Reagan’s way of avoiding extended explanations was to offer a few deflecting phrases that would shut off discussion. When conservative leaders complained about his courtship of Gorbachev, Reagan would dismiss their arguments by saying, “I just think they’re wrong,” without specifying how or why. Like any politician, Reagan had an ego, but in his particular case, the ego wasn’t at all in the words or justifications he uttered. It was, rather, in his public performances. He proudly took note of the size of the crowds at his speeches or how much they cheered or how many letters or calls he received after he appeared on television. When his actions sometimes didn’t seem to fit with the principles he had laid out, Reagan simply restated those principles and left it to others to wrestle with the contradictions. Because he was so opaque, Reagan could not be understood through his words alone or through his actions alone.

I have chosen to probe Reagan’s role in the Cold War’s end through the use of four narrative parts. In its own way, each illuminates the way Reagan operated, the role he played, the influences on his thinking, and the underlying dynamics at work during the last years of his administration.

Part I examines the story of Reagan and Nixon, the two leading anti-Communist politicians of the Cold War. The relationship between the two men and the progress of their political careers offer some understanding of Reagan’s distinctive evolution. Their differing views of the Cold War help to explain how Reagan, after campaigning against détente with the Soviet Union in the 1970s, became such a strong proponent of easing tensions with Gorbachev’s Soviet Union a decade later.

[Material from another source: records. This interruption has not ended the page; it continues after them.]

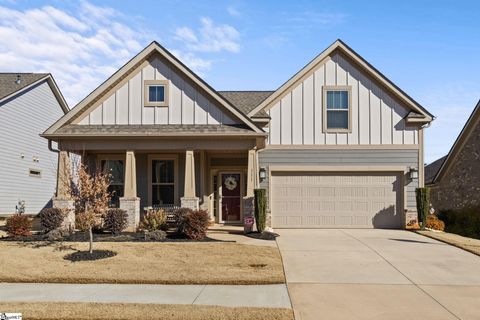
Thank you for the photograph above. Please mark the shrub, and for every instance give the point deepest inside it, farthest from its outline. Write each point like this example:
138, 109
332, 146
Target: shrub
51, 219
180, 219
260, 209
154, 220
193, 224
115, 220
18, 225
434, 223
155, 235
57, 235
465, 222
423, 201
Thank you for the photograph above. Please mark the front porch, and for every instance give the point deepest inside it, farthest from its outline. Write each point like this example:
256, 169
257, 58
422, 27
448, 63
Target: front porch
218, 181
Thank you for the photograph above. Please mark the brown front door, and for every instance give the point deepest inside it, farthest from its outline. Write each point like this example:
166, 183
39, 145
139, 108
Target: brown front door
230, 196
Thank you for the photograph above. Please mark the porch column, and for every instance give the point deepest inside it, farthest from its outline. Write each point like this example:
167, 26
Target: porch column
252, 184
130, 202
63, 199
189, 199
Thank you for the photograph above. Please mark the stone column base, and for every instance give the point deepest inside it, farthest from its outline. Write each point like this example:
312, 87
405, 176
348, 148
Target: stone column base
190, 203
132, 206
68, 206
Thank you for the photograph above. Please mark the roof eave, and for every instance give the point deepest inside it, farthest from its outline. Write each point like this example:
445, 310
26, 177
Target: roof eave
340, 45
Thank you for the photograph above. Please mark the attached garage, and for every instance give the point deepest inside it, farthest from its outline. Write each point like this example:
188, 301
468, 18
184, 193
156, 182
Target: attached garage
336, 200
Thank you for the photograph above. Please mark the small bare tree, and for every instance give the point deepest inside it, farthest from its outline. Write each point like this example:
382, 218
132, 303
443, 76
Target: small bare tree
92, 199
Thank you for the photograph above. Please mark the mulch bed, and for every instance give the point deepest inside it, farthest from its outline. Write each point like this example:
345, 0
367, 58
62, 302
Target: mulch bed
108, 237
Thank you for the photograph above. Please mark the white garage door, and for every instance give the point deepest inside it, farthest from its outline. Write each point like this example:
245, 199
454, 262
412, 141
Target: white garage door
336, 200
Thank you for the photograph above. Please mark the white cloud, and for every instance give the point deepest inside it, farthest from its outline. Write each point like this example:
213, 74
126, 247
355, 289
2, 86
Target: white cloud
451, 104
81, 49
209, 37
233, 12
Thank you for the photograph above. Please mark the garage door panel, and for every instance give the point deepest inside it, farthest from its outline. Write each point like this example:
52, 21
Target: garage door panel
342, 200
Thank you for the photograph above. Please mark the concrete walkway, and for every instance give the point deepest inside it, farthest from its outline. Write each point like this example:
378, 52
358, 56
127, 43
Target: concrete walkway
268, 296
378, 274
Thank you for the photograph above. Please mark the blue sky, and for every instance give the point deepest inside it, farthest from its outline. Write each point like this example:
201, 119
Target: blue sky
430, 49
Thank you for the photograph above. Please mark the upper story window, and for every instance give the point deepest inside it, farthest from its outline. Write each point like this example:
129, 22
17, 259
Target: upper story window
156, 93
337, 109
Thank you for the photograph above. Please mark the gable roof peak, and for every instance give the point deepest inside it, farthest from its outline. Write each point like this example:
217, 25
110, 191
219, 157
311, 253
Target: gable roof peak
361, 63
143, 55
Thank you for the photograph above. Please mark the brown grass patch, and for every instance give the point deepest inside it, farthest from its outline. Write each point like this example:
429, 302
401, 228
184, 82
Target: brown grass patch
122, 311
468, 244
140, 262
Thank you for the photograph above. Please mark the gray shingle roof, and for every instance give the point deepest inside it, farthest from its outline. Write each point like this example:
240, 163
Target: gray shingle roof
432, 169
246, 101
9, 86
152, 130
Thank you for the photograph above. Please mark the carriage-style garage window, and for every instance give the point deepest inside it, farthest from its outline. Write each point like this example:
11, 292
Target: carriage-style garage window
156, 93
337, 109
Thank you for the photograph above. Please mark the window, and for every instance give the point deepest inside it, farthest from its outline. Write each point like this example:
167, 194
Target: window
336, 109
117, 170
156, 93
163, 182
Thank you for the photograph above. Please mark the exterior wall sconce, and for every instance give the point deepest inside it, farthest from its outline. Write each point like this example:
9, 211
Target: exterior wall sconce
262, 173
413, 172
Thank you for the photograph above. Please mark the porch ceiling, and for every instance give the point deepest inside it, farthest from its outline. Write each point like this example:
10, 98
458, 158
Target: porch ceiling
73, 130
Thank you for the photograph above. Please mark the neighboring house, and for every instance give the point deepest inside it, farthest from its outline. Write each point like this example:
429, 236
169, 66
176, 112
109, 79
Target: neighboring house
456, 180
337, 145
29, 104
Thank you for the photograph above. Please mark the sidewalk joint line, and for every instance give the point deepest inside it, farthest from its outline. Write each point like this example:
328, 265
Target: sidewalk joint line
198, 295
416, 285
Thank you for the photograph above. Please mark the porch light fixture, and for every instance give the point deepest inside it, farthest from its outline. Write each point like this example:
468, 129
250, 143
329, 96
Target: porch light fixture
413, 172
263, 173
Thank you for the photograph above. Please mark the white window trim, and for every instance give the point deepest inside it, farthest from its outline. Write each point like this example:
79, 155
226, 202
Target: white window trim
324, 107
173, 157
107, 157
147, 84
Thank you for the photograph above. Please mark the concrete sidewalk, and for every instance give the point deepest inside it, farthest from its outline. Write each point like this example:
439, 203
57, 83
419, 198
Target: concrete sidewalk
266, 296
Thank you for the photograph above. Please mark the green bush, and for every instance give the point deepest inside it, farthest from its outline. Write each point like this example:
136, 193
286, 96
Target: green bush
260, 209
465, 222
193, 224
18, 225
51, 218
423, 204
115, 221
154, 220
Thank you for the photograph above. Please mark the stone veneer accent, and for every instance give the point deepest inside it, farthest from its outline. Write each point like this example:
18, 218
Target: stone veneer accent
132, 206
69, 207
190, 203
460, 185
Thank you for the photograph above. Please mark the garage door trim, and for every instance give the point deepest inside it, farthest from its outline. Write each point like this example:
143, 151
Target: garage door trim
399, 170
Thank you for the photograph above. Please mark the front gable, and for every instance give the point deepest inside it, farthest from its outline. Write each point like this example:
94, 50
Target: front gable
120, 100
186, 103
377, 116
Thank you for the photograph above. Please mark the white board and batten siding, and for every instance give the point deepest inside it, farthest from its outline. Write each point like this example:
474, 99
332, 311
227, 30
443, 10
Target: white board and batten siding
186, 104
377, 118
22, 119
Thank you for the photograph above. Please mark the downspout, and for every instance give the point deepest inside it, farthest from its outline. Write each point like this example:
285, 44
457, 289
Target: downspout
50, 147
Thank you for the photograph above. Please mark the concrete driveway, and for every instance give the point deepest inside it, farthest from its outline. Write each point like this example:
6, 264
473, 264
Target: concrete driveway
378, 274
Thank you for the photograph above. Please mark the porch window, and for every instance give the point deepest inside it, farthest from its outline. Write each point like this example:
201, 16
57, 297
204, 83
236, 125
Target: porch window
163, 182
117, 170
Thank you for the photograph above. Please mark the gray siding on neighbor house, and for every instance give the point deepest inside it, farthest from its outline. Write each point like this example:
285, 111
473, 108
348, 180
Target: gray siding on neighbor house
338, 157
22, 119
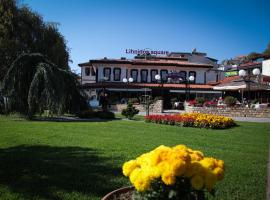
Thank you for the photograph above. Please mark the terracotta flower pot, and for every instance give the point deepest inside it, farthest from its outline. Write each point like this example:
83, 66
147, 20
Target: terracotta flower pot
124, 193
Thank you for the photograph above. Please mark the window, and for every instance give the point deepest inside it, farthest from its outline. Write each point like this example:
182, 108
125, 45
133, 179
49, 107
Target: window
163, 74
87, 71
192, 73
183, 75
144, 75
107, 73
154, 72
93, 73
117, 74
134, 74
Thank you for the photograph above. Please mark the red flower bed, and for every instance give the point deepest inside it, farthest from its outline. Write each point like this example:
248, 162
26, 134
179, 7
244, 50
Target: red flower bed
192, 120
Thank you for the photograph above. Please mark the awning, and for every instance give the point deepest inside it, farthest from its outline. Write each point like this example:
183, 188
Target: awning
130, 89
230, 87
196, 91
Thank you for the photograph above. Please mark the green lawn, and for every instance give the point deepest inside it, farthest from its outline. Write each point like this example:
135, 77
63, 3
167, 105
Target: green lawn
82, 160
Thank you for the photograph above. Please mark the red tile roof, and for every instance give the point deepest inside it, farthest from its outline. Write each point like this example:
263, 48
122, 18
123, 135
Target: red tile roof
249, 64
148, 85
159, 62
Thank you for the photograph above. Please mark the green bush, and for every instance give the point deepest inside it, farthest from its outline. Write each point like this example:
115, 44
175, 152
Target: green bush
200, 101
254, 101
230, 101
86, 114
105, 115
133, 100
130, 111
157, 98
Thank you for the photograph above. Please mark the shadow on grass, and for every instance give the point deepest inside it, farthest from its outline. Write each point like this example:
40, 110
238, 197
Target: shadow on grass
44, 171
72, 119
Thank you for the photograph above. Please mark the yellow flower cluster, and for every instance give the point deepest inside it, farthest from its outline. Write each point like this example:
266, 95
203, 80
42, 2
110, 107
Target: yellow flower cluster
168, 163
210, 121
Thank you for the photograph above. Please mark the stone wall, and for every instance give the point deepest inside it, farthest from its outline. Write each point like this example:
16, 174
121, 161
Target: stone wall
156, 107
232, 112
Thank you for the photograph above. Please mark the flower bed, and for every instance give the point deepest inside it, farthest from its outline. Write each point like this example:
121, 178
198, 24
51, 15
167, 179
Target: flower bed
193, 120
173, 173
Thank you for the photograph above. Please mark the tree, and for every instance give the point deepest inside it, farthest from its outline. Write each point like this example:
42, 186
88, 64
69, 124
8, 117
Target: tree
24, 31
130, 111
267, 51
34, 84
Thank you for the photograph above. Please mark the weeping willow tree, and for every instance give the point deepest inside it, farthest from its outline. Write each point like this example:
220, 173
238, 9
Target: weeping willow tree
34, 84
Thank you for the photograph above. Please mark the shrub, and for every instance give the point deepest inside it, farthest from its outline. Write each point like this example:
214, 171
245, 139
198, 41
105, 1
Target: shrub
133, 100
130, 111
86, 114
230, 101
105, 115
254, 101
192, 102
193, 120
200, 101
157, 98
210, 104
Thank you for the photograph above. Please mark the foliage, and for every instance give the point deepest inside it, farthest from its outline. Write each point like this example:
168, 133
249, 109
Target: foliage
267, 51
173, 173
89, 113
105, 115
130, 111
210, 104
254, 101
24, 31
230, 101
133, 100
158, 98
200, 101
193, 120
33, 84
69, 154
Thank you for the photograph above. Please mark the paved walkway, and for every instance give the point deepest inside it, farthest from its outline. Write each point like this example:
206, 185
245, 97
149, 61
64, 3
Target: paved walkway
252, 119
241, 119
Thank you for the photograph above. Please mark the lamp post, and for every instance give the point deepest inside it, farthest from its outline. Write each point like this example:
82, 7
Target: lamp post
127, 81
159, 79
246, 78
187, 81
103, 98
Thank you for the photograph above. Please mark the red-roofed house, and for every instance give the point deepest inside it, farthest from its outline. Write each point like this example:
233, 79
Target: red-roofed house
97, 74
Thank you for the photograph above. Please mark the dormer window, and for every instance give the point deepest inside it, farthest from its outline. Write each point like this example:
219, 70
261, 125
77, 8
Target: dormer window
134, 75
117, 74
154, 72
87, 71
107, 73
144, 75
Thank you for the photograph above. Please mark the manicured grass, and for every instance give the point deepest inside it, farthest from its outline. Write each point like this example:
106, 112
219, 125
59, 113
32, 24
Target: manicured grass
82, 160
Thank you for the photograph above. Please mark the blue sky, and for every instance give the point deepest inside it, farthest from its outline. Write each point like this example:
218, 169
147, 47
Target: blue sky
98, 28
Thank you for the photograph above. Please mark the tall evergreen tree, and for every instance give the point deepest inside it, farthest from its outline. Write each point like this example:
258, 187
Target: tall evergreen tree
24, 31
33, 84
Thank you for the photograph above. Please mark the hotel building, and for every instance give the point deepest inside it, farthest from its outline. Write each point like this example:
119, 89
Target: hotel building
174, 70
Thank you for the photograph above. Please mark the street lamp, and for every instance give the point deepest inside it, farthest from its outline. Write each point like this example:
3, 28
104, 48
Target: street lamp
246, 77
187, 81
159, 79
127, 81
103, 98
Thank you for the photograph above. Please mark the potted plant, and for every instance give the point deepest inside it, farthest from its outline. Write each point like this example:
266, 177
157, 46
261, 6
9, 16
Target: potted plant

Part II looks at Reagan’s curious relationship with an informal adviser, Suzanne Massie, whom he welcomed to the White House again and again to talk about life in the Soviet Union, even though she was not an established scholar or expert. The Massie story offers some insight into Reagan’s ideas and thinking about the Soviet Union during the mid-1980s, as he was beginning to change his approach to the regime he had called an evil empire.